なぜなら、目の前に漆黒の闇が揺蕩う瞳が迫って──
「そうです。一つ忠告があったんでした。正直どうでもいいのですが、全てはセシリー様のためです。しっかりと記憶しておくように」
その言葉は。
不思議と恐怖に沈むアリスの耳に入っていった。
「第一王子のクソ馬鹿が強烈で薄れていますが、本当に厄介なのはアイラ=ミルクフォトン男爵令嬢です。あれをなんとかしないと、後悔すると思いますよ?」
ーーー☆ーーー
「ごめんなさいごめんなさい許して助けてもうしませんだからお願いだからもうやめてぇ!!」
「おいしっかりしろ! 聞いてるのか!?」
ガヅンッ! と肩を掴まれ、思いきり揺さぶられたことでアリスは気づく。目の前に厳つい顔の兵士が立っていて、アリスに声をかけていることに。
「あ、れぇ? わっちメイドにぃ、あれぇ???」
「疑問に思うのは当然だわな。周りを見ろよ。全員揃ってやがるぜ。俺を含めて魔獣に殺されたはずの奴らもな」
兵士の男の言う通りだった。
場所は森の入り口前。しかも百を越す兵士と彼らが乗り回していた軍馬が揃っていたのだ。突入前と変わらずに。そう、誰一人欠けることなくだ。
「…………、」
「確認したが誰一人欠けちゃいねえし、かすり傷の一つもねえ。こりゃ幻覚にでもかけられたんだろうよ。チッ、つまんねえ小細工だな」
彼は比較的早い段階で魔獣に殺されていた。だからだろうか、あのメイドと出会っていない分アリスに比べればまだ余裕があった。
幻覚、などと思う余裕がだ。
(あれが全部幻覚ぅ? そうだったなら最高だけどぉ、もしもわっちの想像通りなら……)
そこで。
アリスはあることに気づき、首を横に振る。
「撤退よぉ」
「おいおい、何をビビってやがる。そんなのメイドどもの思う壺だろうが! 幻覚だと分かれば対処だってでき──」
「いいからぁ、撤退よぉ!!」
鎧の右肩から左の脇腹にかけて亀裂が入っていた。他の兵士と違って肉体にダメージがなかったから何もされなかった、とするならば──やはり、であった。
鎧の内側、下半身に冷たい感触があった。それを自覚して、アリスはぶるりと背筋を震わせる。幻覚などという希望的観測に命をかけるわけにはいかない。

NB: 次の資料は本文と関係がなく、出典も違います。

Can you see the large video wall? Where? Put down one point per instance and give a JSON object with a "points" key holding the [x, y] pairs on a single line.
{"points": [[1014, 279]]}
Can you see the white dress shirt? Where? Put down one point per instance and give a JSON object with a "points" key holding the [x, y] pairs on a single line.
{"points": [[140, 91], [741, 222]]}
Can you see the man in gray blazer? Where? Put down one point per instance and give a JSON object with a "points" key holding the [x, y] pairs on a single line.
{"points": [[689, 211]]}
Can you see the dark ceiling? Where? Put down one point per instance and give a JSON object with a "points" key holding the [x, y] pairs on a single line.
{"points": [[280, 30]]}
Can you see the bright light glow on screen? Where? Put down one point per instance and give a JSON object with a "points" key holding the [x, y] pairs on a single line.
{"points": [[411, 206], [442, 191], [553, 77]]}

──メイドの力を考えるならば、この場の全員を『復元』した、なんてこともありえるのだから。
(早く着替えないとだしねぇ)
女の尊厳に意識を向けることができるだけマシなほうだ。こんなもので済んでいるうちに逃げるべきに決まっていた。
ーーー☆ーーー
「あ、ミーナ。どこに行っていたのでございますか?」
「羽虫が飛び回っていたので、追い払っていました。もちろん殺してはいませんのでご安心を」
アタシは明るい青のドレスを纏ったセシリー様の神秘さに目を奪われながら、そう返しました。は、はふっ、セシリー様は何を身につけようとも綺麗です。そのお姿を拝見するだけで心がじんわりと温かくなります。
──あの羽虫どもが対応してくれるといいのですが。まあアタシが動いてもいいんですが、我が身はセシリー様のおそばに仕えるために存在します。羽虫を追い払うために離れることだって本当は嫌でしたのに、男爵令嬢の相手なんてしてられません。
というわけで頑張ってくださいね、最強の兵士。アタシが奴を殺すとセシリー様が悲しみますので、アタシの代わりにさっさと対処するように。